At the summit, held at the Radisson Hotel at the Capitol in Lansing, three congregations received Faith Community Excellence awards for outstanding work in helping Michigan's foster and adoptive children. Winners were: Oak Grove African Methodist Episcopal Church, Detroit, represented by the Rev. Cherida Gary; Radiant Church, Richland, represented by Jennifer Patrick; and Community Reformed Church, Charlevoix, represented by Karlee Philp.

Oak Grove African Methodist Episcopal Church of Detroit won for its women's ministry - which provides a welcoming place for girls in foster care and hosted a Sacred Pamper Day to provide manicures, pedicures, a makeup demonstration and glamour shots - and for its Come Home for Christmas dinner for foster youths.

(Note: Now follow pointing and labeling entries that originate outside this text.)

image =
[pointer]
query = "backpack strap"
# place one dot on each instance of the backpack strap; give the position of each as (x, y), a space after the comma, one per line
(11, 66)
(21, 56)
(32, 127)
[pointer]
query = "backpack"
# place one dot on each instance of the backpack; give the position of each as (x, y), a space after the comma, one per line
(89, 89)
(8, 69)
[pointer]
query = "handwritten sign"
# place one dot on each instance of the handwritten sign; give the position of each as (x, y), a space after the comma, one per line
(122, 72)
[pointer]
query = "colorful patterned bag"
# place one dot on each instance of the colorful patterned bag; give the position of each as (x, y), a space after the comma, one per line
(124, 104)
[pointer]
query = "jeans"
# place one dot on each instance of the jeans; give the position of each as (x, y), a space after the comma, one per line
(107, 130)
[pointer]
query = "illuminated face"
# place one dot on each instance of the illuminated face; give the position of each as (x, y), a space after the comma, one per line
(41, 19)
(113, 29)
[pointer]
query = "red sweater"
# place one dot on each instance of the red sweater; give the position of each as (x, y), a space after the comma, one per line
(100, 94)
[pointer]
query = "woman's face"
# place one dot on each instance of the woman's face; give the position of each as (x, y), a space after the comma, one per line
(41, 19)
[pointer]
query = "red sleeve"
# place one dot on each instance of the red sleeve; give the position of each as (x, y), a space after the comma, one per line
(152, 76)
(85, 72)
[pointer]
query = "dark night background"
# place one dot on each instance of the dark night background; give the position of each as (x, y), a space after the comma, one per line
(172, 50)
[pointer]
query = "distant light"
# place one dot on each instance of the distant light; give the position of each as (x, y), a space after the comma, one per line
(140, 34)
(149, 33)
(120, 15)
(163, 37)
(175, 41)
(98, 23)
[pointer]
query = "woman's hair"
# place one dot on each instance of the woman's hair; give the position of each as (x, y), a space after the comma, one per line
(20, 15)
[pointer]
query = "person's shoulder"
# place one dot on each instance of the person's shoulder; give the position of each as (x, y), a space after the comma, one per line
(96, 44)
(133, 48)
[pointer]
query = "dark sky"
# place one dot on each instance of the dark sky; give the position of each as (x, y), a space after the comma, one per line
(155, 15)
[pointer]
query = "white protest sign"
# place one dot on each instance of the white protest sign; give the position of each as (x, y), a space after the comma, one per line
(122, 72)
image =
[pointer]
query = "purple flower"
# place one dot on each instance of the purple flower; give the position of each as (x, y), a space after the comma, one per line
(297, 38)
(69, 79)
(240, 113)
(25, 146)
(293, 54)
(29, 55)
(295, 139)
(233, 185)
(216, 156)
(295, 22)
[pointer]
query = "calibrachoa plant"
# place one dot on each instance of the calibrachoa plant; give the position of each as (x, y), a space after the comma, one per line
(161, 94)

Radiant Church of Richland was recognized for its Radiant Families program, which provides mentors to foster and adoptive families.

Community Reformed Church of Charlevoix was honored for its Foster, Adopt, Care, Educate, Support (FACES) ministry, which provides a resource closet with clothing, toys, hygiene supplies and other items for foster and adoptive families. It also holds a monthly date night for foster and adoptive parents and provides caregiving for children.

Seakers also included Colbert Williams of Grand Rapids, creator of The Evolution of a Son to a Father Project. His project is a series of workshops and conversations that explore his journey from growing up fatherless, to becoming a single teenage father, to reuniting with his biological father to fostering and adopting youths.